In the world of the summits and the Summit Steward Program, we know that the peaks do look different now than they have in the past. We speak of these summits as a living history museum, a window back 10,000 years into the past, but we know that’s not entirely accurate. Our summits are not frozen in time. Research we’ve conducted by comparing photopoints, precisely measured photographs retaken at specific time intervals, has allowed us to compare the alpine landscape we see today with the alpine zone as it appeared in the 1960s. Largely the story that these photopoints tell us is one of vegetation loss and recovery. Educated hikers have been staying off of the alpine vegetation, allowing these fragile plants to grow back since the hiking boom of the 1960s, 70s, and 80s. (If you’re interested in reading more on this, you can find the article, published in the Adirondack Journal of Environmental Studies)
Recently, though, I had the opportunity to get a look at the summits not as they appeared 10,000 years ago, or as they looked during the height of the hiking boom in the 1960s, but as they were around 1918.
Retired Forest Ranger Peter Fish brought over a collection of photos belonging to Barbara Ann Hubbard, a deceased family friend. I don’t often get to see photos from this era, when boots were knee high, tents were heavy canvas, and packbaskets were the norm. As I looked through the first few pages, I was struck by how much has changed—the technology of the gear we hike with, the condition of the trails, even the trail building techniques themselves. Even the forests were almost unrecognizable—logging camps dotted the landscape, and the scars of the 1903 and 1910 fires were clearly visible. The photos had the grainy feeling of a dream almost remembered, a weird simultaneous feeling of déjà vu and unfamiliarity.
|Lumber Camp, Mt. Marcy, 1918|
And then suddenly we turned a page and I found myself looking at a view of the summit of Mt. Marcy. As a Summit Steward for 8 seasons, I’ve been up there somewhere between 350 and 375 times. I’ve spent countless hours walking the area above treeline. I know the landscape of Mt. Marcy’s summit better than I know the lines of my own face.
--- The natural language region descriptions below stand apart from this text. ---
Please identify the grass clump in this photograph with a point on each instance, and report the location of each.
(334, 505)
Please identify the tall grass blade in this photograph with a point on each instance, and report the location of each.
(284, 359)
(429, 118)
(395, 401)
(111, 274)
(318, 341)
The view from Marcy has barely changed in the last 95 years. Like my own features, some parts are a bit more weathered, a few features have been added and removed (like the old stone shelter), but in essentials, nothing has changed. The view of the summit area reaffirmed what our photopoint series has demonstrated; much alpine vegetation was lost, but things are and continue to recover. The summit of Mt. Marcy in 1918 looks startlingly similar to the summit as we see it today. Overall, the vegetation is healthier than it was 40 years ago, or even 20 years ago. This recovery is the work of every individual hiker, choosing carefully where to put place his or her feet. Just as the forests have recovered from the logging, our alpine summits will continue to recover from the hiking, as long as there is the will and dedication on the part of hikers and educators like the Summit Stewards to make it happen.
|Mt. Marcy 1918|
|Mt. Marcy 1999|
|Mt. Marcy 2008|
These photographs, snapshots from someone’s beautiful family hike long ago, show us the fragility and resiliency of our summits. They also speak to our enduring desire to visit these special places, a desire that is as old and as timeless as the mountains themselves.